Periodically I get back to profiling code, or at least some of it. Profiling is an tricky art: I do not claim expertise but it is something that I come back to every so often.
In a previous project I used strace to follow the ins and outs of a very long running process (about 8 hours) of Python wrapped around C++ before a set of Perl scripts aligned the time and graphed the output. The overhead of strace on the underlying processes was a little heavy but it served its purpose.
In a more recent project, memory profiler was used to measure the memory usage in a long running process. From this, we observed the same results as Evan Jones in his Improving Python’s Memory Allocator paper and excellent note on Python’s memory usage in the source code for lists and other objects.
Currently I am working on some Linked Data code and got interested in the memory usage of the scripts. I used the memory profiler to look at how the overall script’s memory was doing and used it to find a couple of less than efficient uses of memory in a back-end script that is being designed on its own and create new graphs. Using mprof run /path/to/script
followed by mprof plot
is easier to remember, although it can be used as a decorator.
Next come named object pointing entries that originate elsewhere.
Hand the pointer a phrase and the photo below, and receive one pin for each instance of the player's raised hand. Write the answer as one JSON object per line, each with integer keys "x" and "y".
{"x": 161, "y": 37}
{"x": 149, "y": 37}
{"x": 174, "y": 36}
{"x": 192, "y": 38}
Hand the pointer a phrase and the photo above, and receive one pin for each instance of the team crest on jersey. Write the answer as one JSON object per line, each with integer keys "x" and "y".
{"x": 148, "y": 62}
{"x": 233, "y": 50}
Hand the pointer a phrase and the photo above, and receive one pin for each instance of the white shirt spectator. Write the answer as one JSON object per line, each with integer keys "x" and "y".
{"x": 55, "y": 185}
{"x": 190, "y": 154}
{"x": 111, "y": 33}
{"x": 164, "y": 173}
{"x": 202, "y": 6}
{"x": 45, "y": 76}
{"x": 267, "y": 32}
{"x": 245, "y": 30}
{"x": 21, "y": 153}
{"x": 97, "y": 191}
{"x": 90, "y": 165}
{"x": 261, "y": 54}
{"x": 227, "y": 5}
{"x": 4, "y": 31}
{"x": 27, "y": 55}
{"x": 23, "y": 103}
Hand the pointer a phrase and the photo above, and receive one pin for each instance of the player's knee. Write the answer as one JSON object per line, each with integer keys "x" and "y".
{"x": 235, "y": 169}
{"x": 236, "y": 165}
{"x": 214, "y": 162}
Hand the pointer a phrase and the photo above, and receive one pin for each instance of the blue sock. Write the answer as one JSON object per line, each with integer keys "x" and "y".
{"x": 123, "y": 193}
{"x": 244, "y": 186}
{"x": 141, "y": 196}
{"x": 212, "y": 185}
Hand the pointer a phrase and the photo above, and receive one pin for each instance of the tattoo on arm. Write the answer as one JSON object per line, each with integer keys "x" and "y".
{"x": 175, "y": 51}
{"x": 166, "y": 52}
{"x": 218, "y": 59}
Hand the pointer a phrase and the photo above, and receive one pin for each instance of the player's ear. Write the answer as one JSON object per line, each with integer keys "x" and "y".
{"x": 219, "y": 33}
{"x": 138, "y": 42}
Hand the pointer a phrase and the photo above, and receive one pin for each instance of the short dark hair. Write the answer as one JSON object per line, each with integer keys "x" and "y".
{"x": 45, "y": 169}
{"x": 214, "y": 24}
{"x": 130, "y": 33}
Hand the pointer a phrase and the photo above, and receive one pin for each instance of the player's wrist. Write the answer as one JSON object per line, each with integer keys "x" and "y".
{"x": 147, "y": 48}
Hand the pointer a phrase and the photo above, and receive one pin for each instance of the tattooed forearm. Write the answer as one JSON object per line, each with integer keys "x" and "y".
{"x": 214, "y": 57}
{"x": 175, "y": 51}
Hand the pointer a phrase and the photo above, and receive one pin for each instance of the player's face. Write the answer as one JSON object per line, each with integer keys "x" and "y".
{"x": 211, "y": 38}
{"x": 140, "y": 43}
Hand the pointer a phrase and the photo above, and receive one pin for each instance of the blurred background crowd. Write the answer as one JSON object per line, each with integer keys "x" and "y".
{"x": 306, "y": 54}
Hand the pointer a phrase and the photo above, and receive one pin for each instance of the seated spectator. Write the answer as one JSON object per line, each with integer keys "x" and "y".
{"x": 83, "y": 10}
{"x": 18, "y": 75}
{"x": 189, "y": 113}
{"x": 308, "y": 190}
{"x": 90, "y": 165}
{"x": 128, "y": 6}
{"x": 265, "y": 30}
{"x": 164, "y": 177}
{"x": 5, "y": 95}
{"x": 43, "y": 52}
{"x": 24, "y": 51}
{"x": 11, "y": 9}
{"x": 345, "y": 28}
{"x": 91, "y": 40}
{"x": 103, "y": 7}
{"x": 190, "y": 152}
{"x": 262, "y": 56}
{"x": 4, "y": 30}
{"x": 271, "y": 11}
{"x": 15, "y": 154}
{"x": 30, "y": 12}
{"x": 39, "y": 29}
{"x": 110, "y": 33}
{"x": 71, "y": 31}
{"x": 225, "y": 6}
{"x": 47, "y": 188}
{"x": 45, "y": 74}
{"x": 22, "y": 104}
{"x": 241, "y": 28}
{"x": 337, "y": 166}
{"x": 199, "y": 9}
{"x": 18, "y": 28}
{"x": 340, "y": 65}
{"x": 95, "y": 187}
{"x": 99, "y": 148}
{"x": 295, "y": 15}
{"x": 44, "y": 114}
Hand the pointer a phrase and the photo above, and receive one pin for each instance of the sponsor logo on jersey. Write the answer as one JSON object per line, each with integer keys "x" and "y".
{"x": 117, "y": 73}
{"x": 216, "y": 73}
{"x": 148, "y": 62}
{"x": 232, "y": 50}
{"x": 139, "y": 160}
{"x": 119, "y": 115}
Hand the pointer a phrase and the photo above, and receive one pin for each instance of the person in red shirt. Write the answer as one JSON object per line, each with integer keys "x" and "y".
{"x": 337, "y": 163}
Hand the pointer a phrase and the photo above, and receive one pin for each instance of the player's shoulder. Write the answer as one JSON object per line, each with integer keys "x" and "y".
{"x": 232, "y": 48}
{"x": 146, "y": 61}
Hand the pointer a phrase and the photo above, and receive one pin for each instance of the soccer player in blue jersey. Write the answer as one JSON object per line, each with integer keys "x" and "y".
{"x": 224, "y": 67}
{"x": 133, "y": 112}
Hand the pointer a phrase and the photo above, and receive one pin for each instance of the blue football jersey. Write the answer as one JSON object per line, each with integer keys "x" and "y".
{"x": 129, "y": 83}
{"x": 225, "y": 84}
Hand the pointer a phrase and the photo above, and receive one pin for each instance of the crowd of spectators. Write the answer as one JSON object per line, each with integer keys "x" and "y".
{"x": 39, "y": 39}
As the script calls remote services, I became more interested in the timings and used Python’s time() module to get the time for the module. I did have a look at the timeit() module but could not see a way of using it as a wrapper around a specific module.
My hunts brought me to the cProfile() module which provides not only the overall time for the complete run but a break down of each part, such as method or class, and its time. For now the times are small and the code is in early stages but this is clearly a very useful module to track down some of the accesses. As part of the reading on this, I came across Julien Danjou’s blog post also mentioning KCacheGrind and visualising the tree. (It reminds me of tracing C and C++ dependencies using the Debian tool, debtree).
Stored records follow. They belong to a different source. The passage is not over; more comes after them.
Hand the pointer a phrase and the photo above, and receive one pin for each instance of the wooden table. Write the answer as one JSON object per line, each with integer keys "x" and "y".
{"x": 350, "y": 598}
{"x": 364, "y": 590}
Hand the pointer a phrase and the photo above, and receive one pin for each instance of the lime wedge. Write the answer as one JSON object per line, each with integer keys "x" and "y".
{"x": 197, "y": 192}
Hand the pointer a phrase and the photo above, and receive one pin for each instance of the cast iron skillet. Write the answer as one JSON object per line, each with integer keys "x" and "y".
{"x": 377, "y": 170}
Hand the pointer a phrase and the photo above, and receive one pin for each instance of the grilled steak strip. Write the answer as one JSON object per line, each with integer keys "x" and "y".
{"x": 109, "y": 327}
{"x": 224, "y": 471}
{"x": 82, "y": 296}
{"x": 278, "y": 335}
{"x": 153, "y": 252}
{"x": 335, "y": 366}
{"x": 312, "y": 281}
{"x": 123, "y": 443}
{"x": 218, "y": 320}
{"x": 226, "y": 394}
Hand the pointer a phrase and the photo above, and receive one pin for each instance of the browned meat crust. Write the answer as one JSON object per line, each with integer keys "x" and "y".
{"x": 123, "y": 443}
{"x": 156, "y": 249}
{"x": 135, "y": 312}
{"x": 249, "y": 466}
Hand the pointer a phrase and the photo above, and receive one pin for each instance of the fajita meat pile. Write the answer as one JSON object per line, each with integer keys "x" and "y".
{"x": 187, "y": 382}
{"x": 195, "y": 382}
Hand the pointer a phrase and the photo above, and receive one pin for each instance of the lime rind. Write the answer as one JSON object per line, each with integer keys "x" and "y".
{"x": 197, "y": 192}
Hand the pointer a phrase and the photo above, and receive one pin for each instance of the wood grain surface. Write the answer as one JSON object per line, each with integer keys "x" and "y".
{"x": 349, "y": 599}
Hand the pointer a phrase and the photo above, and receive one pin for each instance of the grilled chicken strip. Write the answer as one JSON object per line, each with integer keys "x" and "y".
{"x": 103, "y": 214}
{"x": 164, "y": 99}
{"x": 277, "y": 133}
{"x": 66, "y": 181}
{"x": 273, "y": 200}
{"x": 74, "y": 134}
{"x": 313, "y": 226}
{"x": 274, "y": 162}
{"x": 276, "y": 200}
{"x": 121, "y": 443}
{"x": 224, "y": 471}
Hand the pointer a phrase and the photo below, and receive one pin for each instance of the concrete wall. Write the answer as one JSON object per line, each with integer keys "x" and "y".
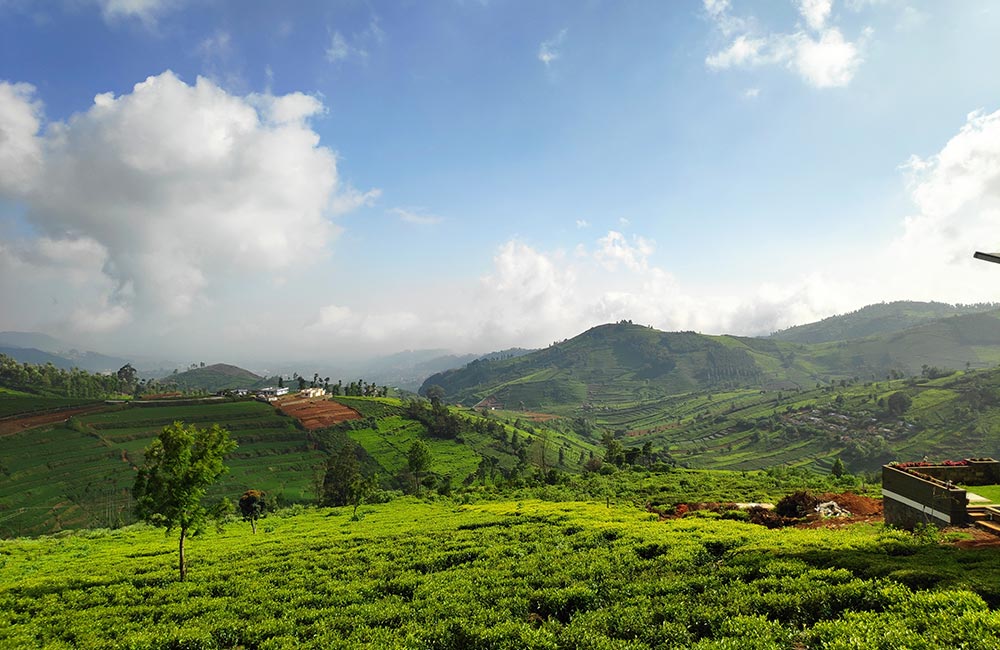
{"x": 909, "y": 500}
{"x": 977, "y": 472}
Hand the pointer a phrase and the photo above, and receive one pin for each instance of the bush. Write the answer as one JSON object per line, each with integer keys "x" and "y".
{"x": 796, "y": 505}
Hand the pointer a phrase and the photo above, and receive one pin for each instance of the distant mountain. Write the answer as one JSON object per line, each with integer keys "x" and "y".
{"x": 36, "y": 356}
{"x": 35, "y": 340}
{"x": 219, "y": 376}
{"x": 612, "y": 365}
{"x": 883, "y": 318}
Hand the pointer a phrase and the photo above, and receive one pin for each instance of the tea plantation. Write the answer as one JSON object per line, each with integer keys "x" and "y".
{"x": 530, "y": 574}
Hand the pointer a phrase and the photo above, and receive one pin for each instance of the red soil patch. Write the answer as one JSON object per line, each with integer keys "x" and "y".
{"x": 538, "y": 417}
{"x": 316, "y": 413}
{"x": 16, "y": 425}
{"x": 862, "y": 509}
{"x": 980, "y": 538}
{"x": 635, "y": 433}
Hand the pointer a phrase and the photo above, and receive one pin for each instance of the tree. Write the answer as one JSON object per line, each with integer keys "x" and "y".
{"x": 253, "y": 506}
{"x": 342, "y": 474}
{"x": 418, "y": 458}
{"x": 181, "y": 464}
{"x": 435, "y": 394}
{"x": 126, "y": 376}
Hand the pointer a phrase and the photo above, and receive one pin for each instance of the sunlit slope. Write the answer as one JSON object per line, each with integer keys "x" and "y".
{"x": 876, "y": 320}
{"x": 952, "y": 417}
{"x": 218, "y": 376}
{"x": 80, "y": 473}
{"x": 623, "y": 364}
{"x": 612, "y": 364}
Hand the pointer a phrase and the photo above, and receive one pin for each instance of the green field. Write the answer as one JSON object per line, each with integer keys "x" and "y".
{"x": 20, "y": 403}
{"x": 515, "y": 575}
{"x": 80, "y": 473}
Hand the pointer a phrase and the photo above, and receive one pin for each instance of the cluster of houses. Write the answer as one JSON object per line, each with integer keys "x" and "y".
{"x": 271, "y": 393}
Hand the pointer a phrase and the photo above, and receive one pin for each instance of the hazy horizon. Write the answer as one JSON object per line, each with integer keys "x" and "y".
{"x": 236, "y": 183}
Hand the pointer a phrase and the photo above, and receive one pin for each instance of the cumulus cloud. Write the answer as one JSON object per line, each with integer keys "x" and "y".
{"x": 532, "y": 296}
{"x": 342, "y": 48}
{"x": 146, "y": 11}
{"x": 180, "y": 186}
{"x": 816, "y": 12}
{"x": 818, "y": 52}
{"x": 614, "y": 249}
{"x": 416, "y": 216}
{"x": 550, "y": 50}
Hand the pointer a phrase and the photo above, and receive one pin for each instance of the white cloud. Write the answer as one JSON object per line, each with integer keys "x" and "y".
{"x": 416, "y": 216}
{"x": 342, "y": 48}
{"x": 181, "y": 186}
{"x": 816, "y": 12}
{"x": 146, "y": 11}
{"x": 614, "y": 249}
{"x": 20, "y": 147}
{"x": 350, "y": 199}
{"x": 743, "y": 51}
{"x": 338, "y": 50}
{"x": 820, "y": 54}
{"x": 550, "y": 50}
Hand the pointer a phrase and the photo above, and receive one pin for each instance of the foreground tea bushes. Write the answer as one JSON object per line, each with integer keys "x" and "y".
{"x": 495, "y": 575}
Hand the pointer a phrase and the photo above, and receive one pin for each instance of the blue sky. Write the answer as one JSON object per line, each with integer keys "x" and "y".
{"x": 259, "y": 181}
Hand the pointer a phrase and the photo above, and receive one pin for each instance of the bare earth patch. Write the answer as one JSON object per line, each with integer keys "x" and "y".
{"x": 316, "y": 413}
{"x": 16, "y": 425}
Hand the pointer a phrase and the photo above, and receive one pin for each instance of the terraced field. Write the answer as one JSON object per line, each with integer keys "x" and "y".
{"x": 316, "y": 413}
{"x": 79, "y": 473}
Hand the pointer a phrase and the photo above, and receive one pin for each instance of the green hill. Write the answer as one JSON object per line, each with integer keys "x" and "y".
{"x": 219, "y": 376}
{"x": 621, "y": 364}
{"x": 873, "y": 320}
{"x": 79, "y": 473}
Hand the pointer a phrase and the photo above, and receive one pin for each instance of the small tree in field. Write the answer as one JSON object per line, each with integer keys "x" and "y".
{"x": 253, "y": 507}
{"x": 181, "y": 464}
{"x": 418, "y": 459}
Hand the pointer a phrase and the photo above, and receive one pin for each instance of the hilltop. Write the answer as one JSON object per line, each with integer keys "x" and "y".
{"x": 872, "y": 320}
{"x": 218, "y": 376}
{"x": 623, "y": 363}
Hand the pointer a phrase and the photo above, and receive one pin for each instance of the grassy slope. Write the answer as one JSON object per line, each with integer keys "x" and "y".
{"x": 79, "y": 474}
{"x": 219, "y": 376}
{"x": 613, "y": 365}
{"x": 498, "y": 575}
{"x": 66, "y": 476}
{"x": 951, "y": 417}
{"x": 874, "y": 320}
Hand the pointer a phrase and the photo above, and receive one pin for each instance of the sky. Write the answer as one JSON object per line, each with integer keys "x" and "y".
{"x": 253, "y": 182}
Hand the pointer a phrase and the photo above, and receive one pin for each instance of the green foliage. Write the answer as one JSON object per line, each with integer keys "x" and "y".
{"x": 181, "y": 464}
{"x": 501, "y": 575}
{"x": 418, "y": 460}
{"x": 342, "y": 481}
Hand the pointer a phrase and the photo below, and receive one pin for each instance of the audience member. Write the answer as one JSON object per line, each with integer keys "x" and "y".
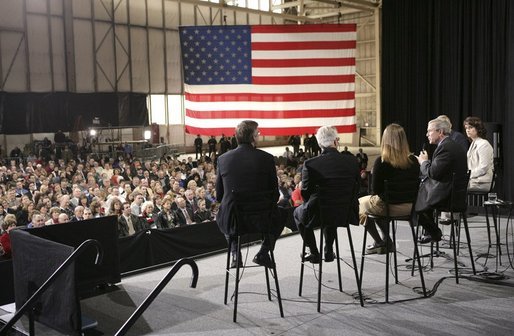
{"x": 183, "y": 213}
{"x": 128, "y": 223}
{"x": 8, "y": 224}
{"x": 166, "y": 218}
{"x": 329, "y": 167}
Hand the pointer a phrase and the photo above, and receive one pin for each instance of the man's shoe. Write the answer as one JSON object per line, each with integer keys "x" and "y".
{"x": 313, "y": 258}
{"x": 428, "y": 238}
{"x": 233, "y": 264}
{"x": 263, "y": 259}
{"x": 445, "y": 221}
{"x": 375, "y": 248}
{"x": 329, "y": 255}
That I can simply run it off the command line: python -m cprofile /path/to/script
is a definite winner for my purposes so that I can chain it with memory profiler.
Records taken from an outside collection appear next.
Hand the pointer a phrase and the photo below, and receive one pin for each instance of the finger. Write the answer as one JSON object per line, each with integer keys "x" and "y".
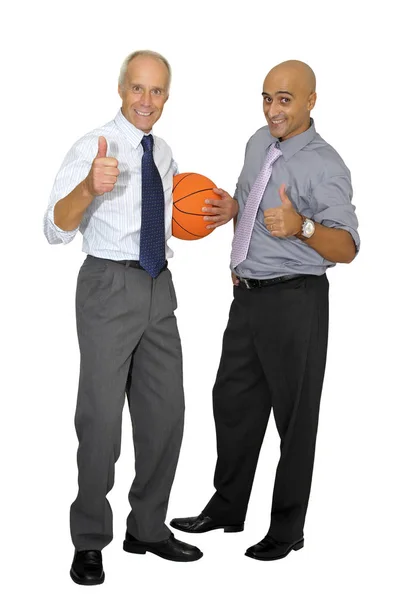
{"x": 101, "y": 161}
{"x": 283, "y": 196}
{"x": 102, "y": 147}
{"x": 212, "y": 209}
{"x": 111, "y": 171}
{"x": 215, "y": 219}
{"x": 108, "y": 179}
{"x": 212, "y": 202}
{"x": 220, "y": 192}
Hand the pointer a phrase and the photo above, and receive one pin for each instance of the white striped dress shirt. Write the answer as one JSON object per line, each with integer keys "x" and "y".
{"x": 111, "y": 223}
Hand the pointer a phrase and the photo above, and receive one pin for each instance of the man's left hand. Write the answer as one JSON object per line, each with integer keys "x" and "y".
{"x": 223, "y": 210}
{"x": 283, "y": 221}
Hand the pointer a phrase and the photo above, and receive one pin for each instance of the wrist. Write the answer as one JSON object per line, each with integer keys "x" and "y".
{"x": 300, "y": 223}
{"x": 307, "y": 229}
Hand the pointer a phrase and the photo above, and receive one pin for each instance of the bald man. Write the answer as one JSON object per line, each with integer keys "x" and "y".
{"x": 294, "y": 220}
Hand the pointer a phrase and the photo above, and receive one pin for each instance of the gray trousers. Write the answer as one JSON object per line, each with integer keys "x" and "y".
{"x": 129, "y": 344}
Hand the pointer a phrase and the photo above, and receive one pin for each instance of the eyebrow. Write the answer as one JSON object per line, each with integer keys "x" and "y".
{"x": 152, "y": 87}
{"x": 278, "y": 92}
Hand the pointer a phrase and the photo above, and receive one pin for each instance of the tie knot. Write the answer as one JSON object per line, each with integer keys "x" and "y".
{"x": 147, "y": 143}
{"x": 274, "y": 152}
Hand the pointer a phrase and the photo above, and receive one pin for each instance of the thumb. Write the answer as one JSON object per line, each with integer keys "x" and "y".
{"x": 283, "y": 196}
{"x": 102, "y": 147}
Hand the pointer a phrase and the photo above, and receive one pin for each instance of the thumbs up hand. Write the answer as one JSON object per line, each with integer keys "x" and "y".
{"x": 103, "y": 173}
{"x": 283, "y": 221}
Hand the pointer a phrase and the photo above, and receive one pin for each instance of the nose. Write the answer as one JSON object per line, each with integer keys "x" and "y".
{"x": 146, "y": 98}
{"x": 272, "y": 110}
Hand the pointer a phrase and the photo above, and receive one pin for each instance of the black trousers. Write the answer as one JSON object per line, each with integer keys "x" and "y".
{"x": 273, "y": 356}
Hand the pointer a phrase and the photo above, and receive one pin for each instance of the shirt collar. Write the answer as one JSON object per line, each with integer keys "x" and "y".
{"x": 296, "y": 143}
{"x": 133, "y": 135}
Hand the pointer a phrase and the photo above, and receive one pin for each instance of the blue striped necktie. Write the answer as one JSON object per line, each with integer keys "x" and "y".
{"x": 152, "y": 238}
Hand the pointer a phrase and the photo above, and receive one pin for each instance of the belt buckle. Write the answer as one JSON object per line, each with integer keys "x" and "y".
{"x": 246, "y": 282}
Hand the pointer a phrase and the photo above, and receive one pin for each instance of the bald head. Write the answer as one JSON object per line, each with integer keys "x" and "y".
{"x": 298, "y": 73}
{"x": 289, "y": 96}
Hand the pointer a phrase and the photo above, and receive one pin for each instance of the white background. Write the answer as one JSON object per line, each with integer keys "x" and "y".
{"x": 60, "y": 63}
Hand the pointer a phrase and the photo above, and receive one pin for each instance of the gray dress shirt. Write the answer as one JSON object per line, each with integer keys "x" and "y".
{"x": 318, "y": 184}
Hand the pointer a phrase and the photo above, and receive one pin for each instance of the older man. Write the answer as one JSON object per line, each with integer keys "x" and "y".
{"x": 295, "y": 221}
{"x": 115, "y": 187}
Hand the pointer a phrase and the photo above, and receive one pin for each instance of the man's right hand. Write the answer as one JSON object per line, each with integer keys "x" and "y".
{"x": 235, "y": 279}
{"x": 103, "y": 173}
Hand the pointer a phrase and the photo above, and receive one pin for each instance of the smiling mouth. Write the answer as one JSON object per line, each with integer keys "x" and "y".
{"x": 141, "y": 114}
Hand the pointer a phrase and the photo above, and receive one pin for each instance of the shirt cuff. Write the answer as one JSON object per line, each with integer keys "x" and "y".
{"x": 60, "y": 234}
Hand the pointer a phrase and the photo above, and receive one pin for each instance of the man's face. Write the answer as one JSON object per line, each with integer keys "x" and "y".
{"x": 287, "y": 103}
{"x": 144, "y": 91}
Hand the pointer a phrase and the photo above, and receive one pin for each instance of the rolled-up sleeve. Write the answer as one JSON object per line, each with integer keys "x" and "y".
{"x": 74, "y": 169}
{"x": 332, "y": 202}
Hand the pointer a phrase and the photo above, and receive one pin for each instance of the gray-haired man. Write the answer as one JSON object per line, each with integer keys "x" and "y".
{"x": 107, "y": 188}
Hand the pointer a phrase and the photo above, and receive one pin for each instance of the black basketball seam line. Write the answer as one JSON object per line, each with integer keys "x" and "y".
{"x": 187, "y": 213}
{"x": 182, "y": 179}
{"x": 190, "y": 232}
{"x": 192, "y": 194}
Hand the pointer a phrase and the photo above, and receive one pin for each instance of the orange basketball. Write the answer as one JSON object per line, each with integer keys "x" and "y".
{"x": 190, "y": 191}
The goal is not to try and run the optimisations yet but to keep these in mind whilst developing the initial code. Part of me does wonder if it is better to have a set of scripts that can run as part of the tests, rather than waiting until the end of the development cycle. Whilst I am clearly not a profiling expert, I am glad that there are these tools around to help look under the bonnet and discover what is really going on to so that I can find and correct any serious errors early on.